Patton to Attend Free Speech Conference

President Laurie L. Patton will travel to the University of Chicago this weekend to be a panelist at a “free expression” conference, forgoing the annual president’s address that traditionally occurs on Fall Family Weekend. Susan Baldridge, the college provost, will address families on Saturday morning instead.

The Chicago Maroon first reported plans for the event in August based on internal university documents obtained by a student reporter. According to a confidential draft of the event, presidents and provosts from all U.S. colleges and universities would be invited to attend the conference. The draft estimated 2,000 public and private not-for-profit four-year institutions in total. Patton was one of several academic officials invited to be a panelist.

“Because these topics are so important to Middlebury and to institutions of higher education nationwide, President Patton made the difficult decision to attend the conference and to ask Provost Susan Baldridge to address parents in her stead,” said Lyn DeGraff, director of alumni and parent programs.

The conference, as planned when the document was written, would be composed of a keynote address on Friday and three panel discussions on Saturday. The first two panels were slated to discuss “key risks to the integrity of the academe” and hypothetical First Amendment situations.

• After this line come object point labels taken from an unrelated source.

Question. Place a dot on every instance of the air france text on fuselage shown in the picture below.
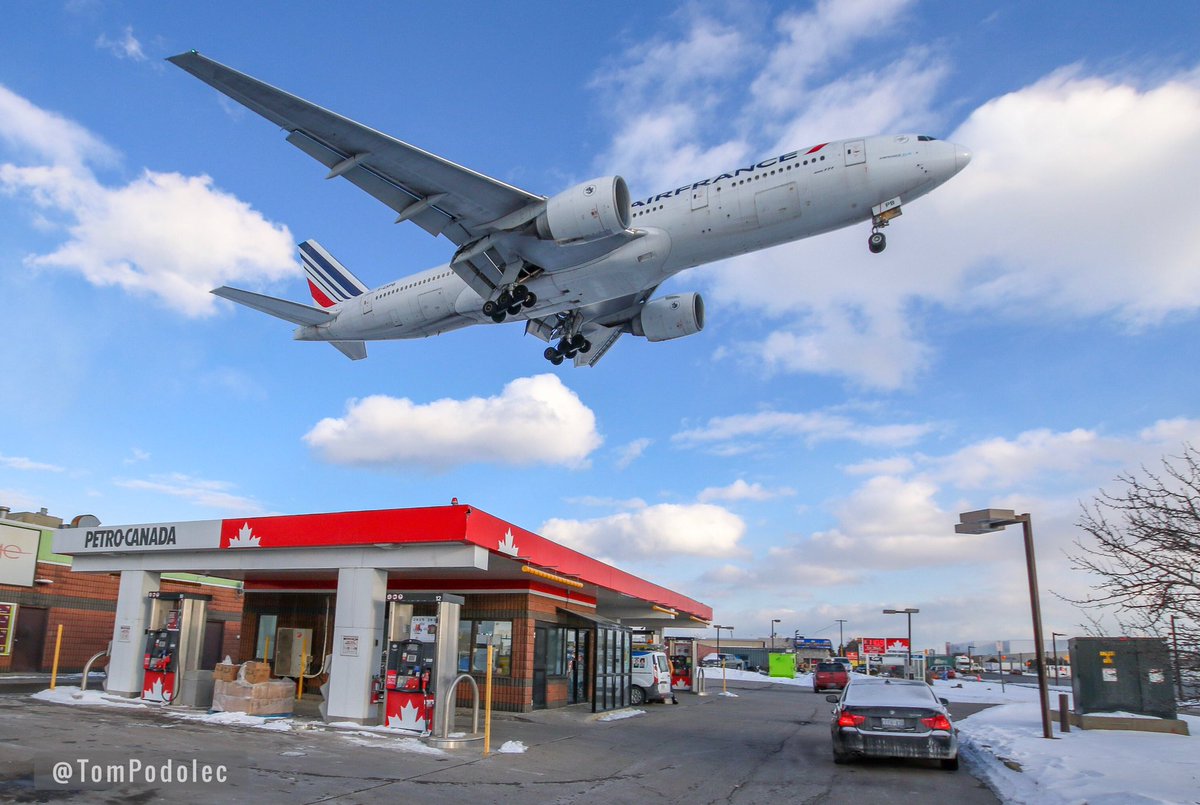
(121, 538)
(760, 166)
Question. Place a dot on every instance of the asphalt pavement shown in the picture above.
(769, 743)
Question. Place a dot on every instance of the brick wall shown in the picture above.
(85, 606)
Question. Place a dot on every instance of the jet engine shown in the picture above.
(670, 317)
(593, 209)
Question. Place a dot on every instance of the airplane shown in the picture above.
(579, 268)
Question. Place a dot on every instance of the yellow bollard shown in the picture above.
(487, 704)
(54, 671)
(304, 661)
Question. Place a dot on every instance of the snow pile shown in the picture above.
(76, 696)
(513, 748)
(1003, 746)
(621, 714)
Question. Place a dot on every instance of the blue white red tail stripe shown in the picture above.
(329, 281)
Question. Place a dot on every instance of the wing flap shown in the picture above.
(280, 308)
(369, 157)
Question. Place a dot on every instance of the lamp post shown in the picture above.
(1054, 646)
(907, 660)
(985, 521)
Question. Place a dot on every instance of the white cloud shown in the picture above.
(631, 452)
(27, 464)
(657, 532)
(125, 47)
(210, 494)
(534, 420)
(201, 236)
(742, 491)
(819, 426)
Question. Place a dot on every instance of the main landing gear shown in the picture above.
(568, 347)
(509, 302)
(881, 216)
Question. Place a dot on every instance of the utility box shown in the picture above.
(1131, 674)
(291, 646)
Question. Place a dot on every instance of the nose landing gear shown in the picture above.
(882, 215)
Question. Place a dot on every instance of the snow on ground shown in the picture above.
(621, 714)
(69, 695)
(513, 748)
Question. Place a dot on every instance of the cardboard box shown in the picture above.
(226, 672)
(256, 672)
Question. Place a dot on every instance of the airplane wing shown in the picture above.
(437, 194)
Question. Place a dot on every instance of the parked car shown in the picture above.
(829, 676)
(893, 718)
(731, 661)
(652, 678)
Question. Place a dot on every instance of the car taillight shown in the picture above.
(851, 720)
(937, 722)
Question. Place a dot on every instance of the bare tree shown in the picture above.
(1144, 546)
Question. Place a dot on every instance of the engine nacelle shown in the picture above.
(670, 317)
(593, 209)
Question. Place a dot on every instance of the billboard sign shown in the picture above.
(18, 554)
(813, 644)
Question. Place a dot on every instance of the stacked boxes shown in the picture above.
(250, 689)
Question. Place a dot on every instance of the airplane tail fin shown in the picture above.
(329, 281)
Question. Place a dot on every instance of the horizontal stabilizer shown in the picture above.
(353, 349)
(280, 308)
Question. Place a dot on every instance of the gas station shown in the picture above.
(385, 612)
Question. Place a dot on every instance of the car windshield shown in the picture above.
(891, 692)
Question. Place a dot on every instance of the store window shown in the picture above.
(473, 638)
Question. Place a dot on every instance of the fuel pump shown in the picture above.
(683, 655)
(419, 655)
(173, 643)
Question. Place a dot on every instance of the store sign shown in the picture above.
(7, 626)
(18, 554)
(150, 538)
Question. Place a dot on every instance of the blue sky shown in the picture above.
(1029, 335)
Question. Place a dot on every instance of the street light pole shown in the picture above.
(1054, 644)
(907, 611)
(987, 521)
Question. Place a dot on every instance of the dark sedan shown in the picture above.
(893, 718)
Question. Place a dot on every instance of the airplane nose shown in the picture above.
(961, 157)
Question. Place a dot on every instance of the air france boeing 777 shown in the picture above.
(579, 268)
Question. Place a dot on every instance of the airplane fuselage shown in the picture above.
(784, 198)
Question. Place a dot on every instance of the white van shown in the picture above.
(652, 678)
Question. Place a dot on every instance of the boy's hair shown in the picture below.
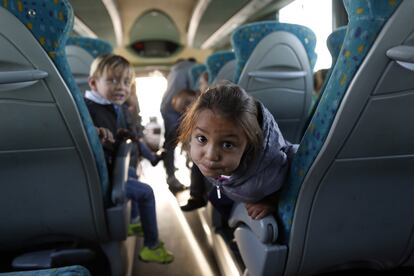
(110, 62)
(234, 104)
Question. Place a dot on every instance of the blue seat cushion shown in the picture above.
(366, 19)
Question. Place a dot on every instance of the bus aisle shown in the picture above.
(182, 234)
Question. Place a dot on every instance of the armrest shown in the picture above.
(403, 55)
(264, 229)
(120, 172)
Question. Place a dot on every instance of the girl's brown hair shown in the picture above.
(234, 104)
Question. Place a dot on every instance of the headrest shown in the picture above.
(216, 61)
(246, 37)
(93, 46)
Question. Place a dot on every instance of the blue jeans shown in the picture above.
(143, 202)
(146, 152)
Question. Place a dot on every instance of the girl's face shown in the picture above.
(217, 144)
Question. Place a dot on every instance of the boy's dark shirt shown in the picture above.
(104, 115)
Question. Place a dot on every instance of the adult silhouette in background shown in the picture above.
(178, 79)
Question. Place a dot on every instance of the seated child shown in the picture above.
(237, 145)
(110, 81)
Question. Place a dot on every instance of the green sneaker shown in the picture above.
(135, 229)
(158, 254)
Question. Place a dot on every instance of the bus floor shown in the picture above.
(181, 233)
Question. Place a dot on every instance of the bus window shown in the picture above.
(317, 15)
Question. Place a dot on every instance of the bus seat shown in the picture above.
(215, 63)
(80, 52)
(55, 184)
(195, 72)
(348, 200)
(75, 270)
(274, 65)
(334, 43)
(227, 71)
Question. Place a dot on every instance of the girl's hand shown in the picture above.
(105, 135)
(260, 209)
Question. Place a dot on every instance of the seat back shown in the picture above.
(334, 43)
(80, 53)
(53, 172)
(215, 63)
(348, 200)
(195, 72)
(227, 72)
(274, 65)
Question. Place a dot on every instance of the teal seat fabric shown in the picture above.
(195, 72)
(50, 22)
(246, 37)
(93, 46)
(216, 61)
(75, 270)
(366, 19)
(334, 43)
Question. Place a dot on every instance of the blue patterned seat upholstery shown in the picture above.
(93, 46)
(347, 202)
(335, 41)
(216, 61)
(246, 37)
(50, 22)
(366, 19)
(75, 270)
(195, 72)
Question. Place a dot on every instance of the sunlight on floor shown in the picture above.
(173, 227)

The description of the third panel on Saturday, Oct. 14, where Patton will speak, said that presidents would discuss “what they and their institutions are doing to develop inclusive cultures supportive of free expression.” The panel would have presidents say how principles of free expression align with “other institutional priorities, such as safety and security and diversity.”

Patton wrote an op-ed on free speech that The Wall Street Journal published in June. She said that colleges have a primary obligation to foster civil discourse. She also advocated drawing a clear line between peaceful and disruptive protest.

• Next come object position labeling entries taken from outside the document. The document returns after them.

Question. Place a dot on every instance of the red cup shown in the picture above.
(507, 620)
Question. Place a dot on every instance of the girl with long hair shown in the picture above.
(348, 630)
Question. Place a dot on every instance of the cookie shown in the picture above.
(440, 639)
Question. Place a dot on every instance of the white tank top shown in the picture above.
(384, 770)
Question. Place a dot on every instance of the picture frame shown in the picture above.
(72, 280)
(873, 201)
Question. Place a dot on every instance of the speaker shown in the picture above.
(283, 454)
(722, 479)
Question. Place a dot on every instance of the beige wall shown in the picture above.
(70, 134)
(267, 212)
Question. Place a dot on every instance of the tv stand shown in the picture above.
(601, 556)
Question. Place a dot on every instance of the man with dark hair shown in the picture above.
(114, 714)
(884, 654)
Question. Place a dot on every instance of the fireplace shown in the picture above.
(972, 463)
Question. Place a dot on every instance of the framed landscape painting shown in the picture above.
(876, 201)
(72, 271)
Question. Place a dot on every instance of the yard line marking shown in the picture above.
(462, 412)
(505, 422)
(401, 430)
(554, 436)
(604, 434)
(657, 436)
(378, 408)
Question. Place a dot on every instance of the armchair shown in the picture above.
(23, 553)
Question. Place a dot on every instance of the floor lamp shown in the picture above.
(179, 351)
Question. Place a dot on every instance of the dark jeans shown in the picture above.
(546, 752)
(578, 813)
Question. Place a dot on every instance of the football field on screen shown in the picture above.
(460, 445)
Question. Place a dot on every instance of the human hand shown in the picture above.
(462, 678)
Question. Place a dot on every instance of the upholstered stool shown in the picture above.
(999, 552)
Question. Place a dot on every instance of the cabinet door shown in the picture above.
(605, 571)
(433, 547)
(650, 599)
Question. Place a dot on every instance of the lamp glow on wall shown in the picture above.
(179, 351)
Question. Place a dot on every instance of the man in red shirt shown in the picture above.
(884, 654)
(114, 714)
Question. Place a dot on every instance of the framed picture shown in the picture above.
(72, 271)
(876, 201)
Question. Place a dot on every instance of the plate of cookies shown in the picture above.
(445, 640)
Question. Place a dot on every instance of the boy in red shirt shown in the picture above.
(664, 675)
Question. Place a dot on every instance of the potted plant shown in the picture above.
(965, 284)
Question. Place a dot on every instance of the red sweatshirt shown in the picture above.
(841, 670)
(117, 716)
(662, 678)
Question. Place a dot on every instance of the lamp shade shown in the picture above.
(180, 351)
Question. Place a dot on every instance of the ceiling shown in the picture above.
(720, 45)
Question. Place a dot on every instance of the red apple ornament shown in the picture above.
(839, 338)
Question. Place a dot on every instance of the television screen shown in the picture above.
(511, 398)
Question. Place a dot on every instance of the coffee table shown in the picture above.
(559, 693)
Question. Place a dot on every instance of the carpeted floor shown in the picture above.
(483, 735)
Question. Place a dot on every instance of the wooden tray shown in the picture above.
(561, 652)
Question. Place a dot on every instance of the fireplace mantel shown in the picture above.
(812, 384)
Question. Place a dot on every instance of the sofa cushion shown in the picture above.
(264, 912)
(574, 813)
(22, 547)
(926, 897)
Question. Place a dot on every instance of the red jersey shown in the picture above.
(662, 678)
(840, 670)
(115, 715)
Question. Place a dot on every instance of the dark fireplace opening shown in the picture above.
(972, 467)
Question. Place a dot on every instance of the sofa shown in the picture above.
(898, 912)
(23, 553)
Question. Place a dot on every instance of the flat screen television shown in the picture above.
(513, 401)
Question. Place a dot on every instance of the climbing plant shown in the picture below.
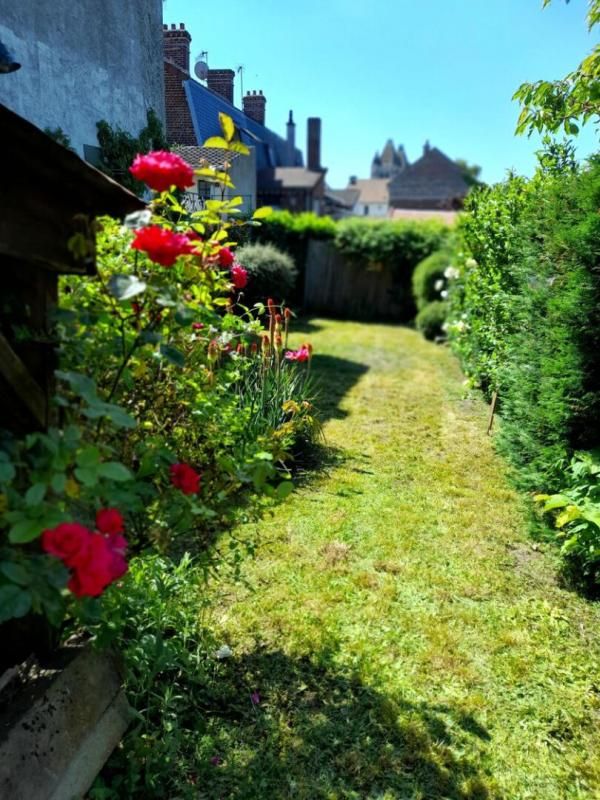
(118, 148)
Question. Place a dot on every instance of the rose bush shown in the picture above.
(180, 422)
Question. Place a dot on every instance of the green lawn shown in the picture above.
(405, 636)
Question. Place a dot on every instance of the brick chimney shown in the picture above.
(313, 148)
(291, 138)
(176, 45)
(220, 81)
(255, 106)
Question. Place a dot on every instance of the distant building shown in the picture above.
(82, 62)
(432, 182)
(373, 198)
(279, 176)
(390, 163)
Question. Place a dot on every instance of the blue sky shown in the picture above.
(443, 70)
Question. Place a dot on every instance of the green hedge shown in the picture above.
(429, 278)
(271, 273)
(525, 313)
(389, 244)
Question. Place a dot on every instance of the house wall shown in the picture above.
(84, 61)
(374, 209)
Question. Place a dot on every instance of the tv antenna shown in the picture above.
(240, 72)
(201, 66)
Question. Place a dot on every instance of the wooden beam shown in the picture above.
(24, 385)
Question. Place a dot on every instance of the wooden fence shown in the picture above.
(340, 289)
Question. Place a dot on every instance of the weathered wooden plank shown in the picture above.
(56, 738)
(22, 382)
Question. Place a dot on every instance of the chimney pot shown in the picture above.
(176, 46)
(220, 81)
(314, 144)
(255, 106)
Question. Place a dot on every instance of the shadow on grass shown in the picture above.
(278, 727)
(334, 377)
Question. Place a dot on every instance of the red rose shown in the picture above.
(239, 276)
(302, 354)
(185, 478)
(93, 575)
(160, 170)
(109, 520)
(69, 541)
(162, 245)
(226, 257)
(118, 565)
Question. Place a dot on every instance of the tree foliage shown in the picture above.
(549, 106)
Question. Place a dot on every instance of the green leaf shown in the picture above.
(7, 471)
(87, 475)
(172, 355)
(217, 142)
(284, 490)
(227, 126)
(123, 287)
(262, 213)
(151, 337)
(14, 602)
(115, 471)
(58, 482)
(26, 531)
(16, 573)
(35, 494)
(89, 457)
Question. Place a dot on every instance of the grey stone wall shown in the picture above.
(83, 60)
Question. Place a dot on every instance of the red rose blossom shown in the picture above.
(109, 520)
(69, 541)
(302, 354)
(160, 170)
(226, 257)
(93, 575)
(162, 245)
(185, 478)
(239, 276)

“Free speech lies at the heart of our purpose as an institution, and we cannot allow force or disruption to undermine it,” she wrote.

Patton is alumna of the University of Chicago, having earned a master’s degree in divinity in 1986 and a doctorate in history of religions in 1991. The university emerged as an outspoken voice in the free speech debate last summer when it denounced “safe spaces” and “trigger warnings” in a letter to incoming students.

The draft listed three other confirmed panelists: Robert Zimmer of the University of Chicago, Walter Kimbrough of Dillard University, and Ana Mari Cauce of the University of Washington. John DeGioia of Georgetown University was listed as a proposed panelist but had not confirmed his attendance at the time of the draft.

Organizers of the conference could not give updated details immediately by press time.

A Campus analysis of past brochures found that nearly every family weekend since 1958 has had a “president’s address” for parents to talk directly to the college president. Some years’ brochures were missing from the college archives, but every available brochure listed a president’s address in the schedule.

The 1958 event, which was then called parents’ weekend, featured a “president’s reception for parents” in the Chateau. In the 1960s, brochures showed both a talk for parents of first-years in Wright Memorial Theater and then another one for all parents in the Chateau. Former president Olin C. Robison held his parent addresses in Mead Chapel from at least 1977 to 1989. Ronald D. Liebowitz held his address there in 2005, and in the Mahaney Center for the Arts concert hall in 2008. Patton held her past two addresses in Wilson Hall.

“Many Middlebury parents have had the opportunity — some on multiple occasions — to hear from President Patton,” said Bill Burger, the college’s spokesman. “There will be many such opportunities in the future.”

Patton will return to Middlebury on Saturday night so that she can meet on campus with a group of parent volunteers on Sunday morning, Burger said.